За те двадцать пять лет середины XIX века Сараево дважды посещала чума и один раз холера. При этом Вышеград придерживался правил, которые на случай заразных болезней завещал, согласно преданию, своей духовной пастве сам Магомет: «Пока где-то свирепствует болезнь, вы туда не ходите, ибо можете там заразиться, если же болезнь свирепствует у вас, не ходите никуда, ибо вы можете заразить других». Но так как люди не придерживаются и наиполезнейших установлений, даже когда они исходят от божьего посланника, если только «силой власти» не бывают к этому принуждены, то при каждой вспышке очередного мора власти ограничивали или вовсе прекращали всякое сообщение. И жизнь в воротах снова меняла свой облик. Озабоченные или беспечные, задумчивые или поющие – местные обитатели исчезали с балконов, и на опустевшем диване, опять как во времена беспорядков и войн, помещались караульные. Они останавливали путников, идущих из Сараева, криками и угрожающими взмахами ружей прогоняя их назад. С крайними мерами предосторожности принималась почта у верховых. В воротах для таких оказий горел небольшой костер из «пахучего дерева», обильно дымивший белым дымом. Стражники брали клещами каждое письмо и окуривали его над этим дымом. Только после этой процедуры обезвреженная почта отправлялась дальше. Товары же вообще не пропускались. Но главная морока была не с почтой, а с людьми. Дня не проходило без того, чтобы несколько человек проезжих, гонцов, торговцев и бродяг не осаждали кордон. Еще на подходе к мосту часовой давал им знак рукой, что дальше нет прохода. Путник останавливался и принимался упрашивать стражу, объясняя и растолковывая свой случай. Каждый был при этом убежден, что его совершенно необходимо пропустить в город, и клялся и божился, что он здоров, как кизиловое дерево, а к холере не имеет никакого касательства, поскольку она гуляет где-то там, в Сараево. В этих уверениях путник мало-помалу продвигался к середине моста и подбирался к воротам. Тут и остальные караульные включались в переговоры, а так как они велись при соблюдении некоторой дистанции, то все надрывно кричали и отчаянно жестикулировали. Караульные, впрочем, кричали еще и от обильного потребления ракии, которую они заедали чесноком. Особенность их службы давала им полное право на это, ибо считалось, что оба эти средства отлично помогают от заразы; и караульные вовсю пользовались этим своим правом.

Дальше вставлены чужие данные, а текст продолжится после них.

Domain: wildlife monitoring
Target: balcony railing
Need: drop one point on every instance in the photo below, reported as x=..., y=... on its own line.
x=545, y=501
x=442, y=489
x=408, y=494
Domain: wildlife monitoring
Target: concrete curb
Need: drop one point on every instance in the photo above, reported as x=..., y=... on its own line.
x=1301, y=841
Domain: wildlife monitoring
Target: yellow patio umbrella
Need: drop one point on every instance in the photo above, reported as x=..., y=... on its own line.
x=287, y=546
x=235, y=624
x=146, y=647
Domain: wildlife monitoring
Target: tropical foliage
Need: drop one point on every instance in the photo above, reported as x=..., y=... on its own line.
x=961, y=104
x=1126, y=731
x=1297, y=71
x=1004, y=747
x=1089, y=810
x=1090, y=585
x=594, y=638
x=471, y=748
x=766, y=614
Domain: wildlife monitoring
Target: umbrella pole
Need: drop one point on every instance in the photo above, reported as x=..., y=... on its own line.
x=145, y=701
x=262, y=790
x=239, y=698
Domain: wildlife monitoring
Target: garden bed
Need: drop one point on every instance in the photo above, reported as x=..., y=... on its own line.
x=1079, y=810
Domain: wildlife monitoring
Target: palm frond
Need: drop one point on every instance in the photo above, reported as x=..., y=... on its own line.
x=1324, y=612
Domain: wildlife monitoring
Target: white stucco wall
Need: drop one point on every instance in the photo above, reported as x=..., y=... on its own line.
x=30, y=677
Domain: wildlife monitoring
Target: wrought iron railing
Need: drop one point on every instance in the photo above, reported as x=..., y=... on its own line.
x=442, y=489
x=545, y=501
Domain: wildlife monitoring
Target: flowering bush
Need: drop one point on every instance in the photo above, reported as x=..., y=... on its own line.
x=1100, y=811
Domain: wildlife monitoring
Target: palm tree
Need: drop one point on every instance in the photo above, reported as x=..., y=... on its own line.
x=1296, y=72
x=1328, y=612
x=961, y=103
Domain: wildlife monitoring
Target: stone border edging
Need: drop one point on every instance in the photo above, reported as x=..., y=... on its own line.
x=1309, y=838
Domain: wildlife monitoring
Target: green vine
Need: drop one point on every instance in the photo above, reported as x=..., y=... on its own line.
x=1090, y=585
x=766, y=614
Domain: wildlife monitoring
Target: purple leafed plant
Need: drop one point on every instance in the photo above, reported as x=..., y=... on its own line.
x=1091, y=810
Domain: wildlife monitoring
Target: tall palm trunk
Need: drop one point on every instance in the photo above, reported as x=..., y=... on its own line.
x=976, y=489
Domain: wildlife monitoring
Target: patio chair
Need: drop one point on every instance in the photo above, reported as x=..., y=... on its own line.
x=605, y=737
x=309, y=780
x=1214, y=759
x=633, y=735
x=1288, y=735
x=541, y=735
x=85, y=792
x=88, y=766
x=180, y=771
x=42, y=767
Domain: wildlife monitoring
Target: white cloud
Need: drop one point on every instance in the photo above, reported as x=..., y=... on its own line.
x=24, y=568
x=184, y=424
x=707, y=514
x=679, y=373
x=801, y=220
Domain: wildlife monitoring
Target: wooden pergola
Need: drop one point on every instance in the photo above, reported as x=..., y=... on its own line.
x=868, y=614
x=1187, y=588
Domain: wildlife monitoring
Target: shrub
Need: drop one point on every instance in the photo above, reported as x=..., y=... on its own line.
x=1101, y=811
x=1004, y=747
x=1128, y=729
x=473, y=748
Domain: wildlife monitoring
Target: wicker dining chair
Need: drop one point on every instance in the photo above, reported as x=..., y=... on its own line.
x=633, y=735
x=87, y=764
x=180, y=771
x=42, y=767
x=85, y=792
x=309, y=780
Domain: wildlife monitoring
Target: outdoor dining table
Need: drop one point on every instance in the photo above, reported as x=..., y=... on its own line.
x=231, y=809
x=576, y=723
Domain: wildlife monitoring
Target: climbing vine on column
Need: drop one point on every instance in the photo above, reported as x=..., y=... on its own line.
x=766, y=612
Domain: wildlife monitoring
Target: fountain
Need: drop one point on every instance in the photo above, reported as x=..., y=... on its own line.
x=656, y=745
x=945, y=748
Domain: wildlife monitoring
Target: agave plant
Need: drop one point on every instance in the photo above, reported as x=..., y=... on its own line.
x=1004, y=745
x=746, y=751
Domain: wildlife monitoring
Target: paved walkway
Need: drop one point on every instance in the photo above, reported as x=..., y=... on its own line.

Иные путники, устав упрашивать и умолять, бывало, отступались и, удрученные, махнув рукой на свои неотложные дела, уходили дорогой через Околиште обратно. Но попадались и другие, – упорные и терпеливые, они часами топтались в воротах в надежде подстеречь минуту слабости, рассеянности или просто счастливый случай. Если на мосту оказывался невзначай начальник местного сторожевого поста Салко Хедо, то у путников не оставалось никакой надежды. Хедо являлся образцовым носителем подлинной, священной власти, которая почти не видит и не слышит того, с кем говорит, и занимается им лишь постольку, поскольку необходимо поставить его на отведенное ему существующими законами и предписаниями место. И пока он выполняет свой долг, он слеп и глух, а когда покончит с этим, он становится и нем, И тогда напрасны заклинания и лесть.
– Салих-ага, да я ж здоров…
– Ну и проваливай туда, откуда пожаловал. Давай, давай отсюда!
С Хедо бесполезно было разговаривать. Другое дело, когда его подчиненные оставались одни, тогда еще можно было на что-то надеяться. Чем дольше путник торчал на мосту, переругиваясь и препираясь с караульными, чем дольше жаловался на свою великую нужду, в недобрый час погнавшую его из дому, а также и на все другие беды и невзгоды своей жизни, тем он становился как-то ближе и понятней сторожевым, все менее склонным видеть в нем переносчика холеры. Наконец какой-нибудь из стражников смягчался и соглашался передать поручение в город. Это был первый признак послабления. Однако путник прекрасно понимал, что посредничеством дело не уладишь, не говоря уже о том, что подвыпившие стражники, усердно лечившиеся целебной ракией, сплошь да рядом путали доверенные им поручения. И потому продолжал уговаривать и умасливать, предлагая вознаграждение, божась и закладывая душу. И не прекращал донимать их своими уговорами до той поры, пока наиболее податливый страж не оставался в воротах один. Тут кое-как и устраивалась долгожданная сделка. Отзывчивый страж обращался лицом к гранитной плите, как бы читая высеченную на ней надпись, и, заложив руки за спину, подставлял правую ладонь. Настойчивый путник опускал в протянутую руку условленную мзду и, быстро оглядевшись, проскальзывал через кордон и скрывался в городе. А караульщик возвращался на прежнее место и, натерев хлебную корку чесноком, запивал ее ракией. Это наполняло его беспечной и веселой решимостью стойко нести караул, бдительно и неусыпно охраняя город от холеры.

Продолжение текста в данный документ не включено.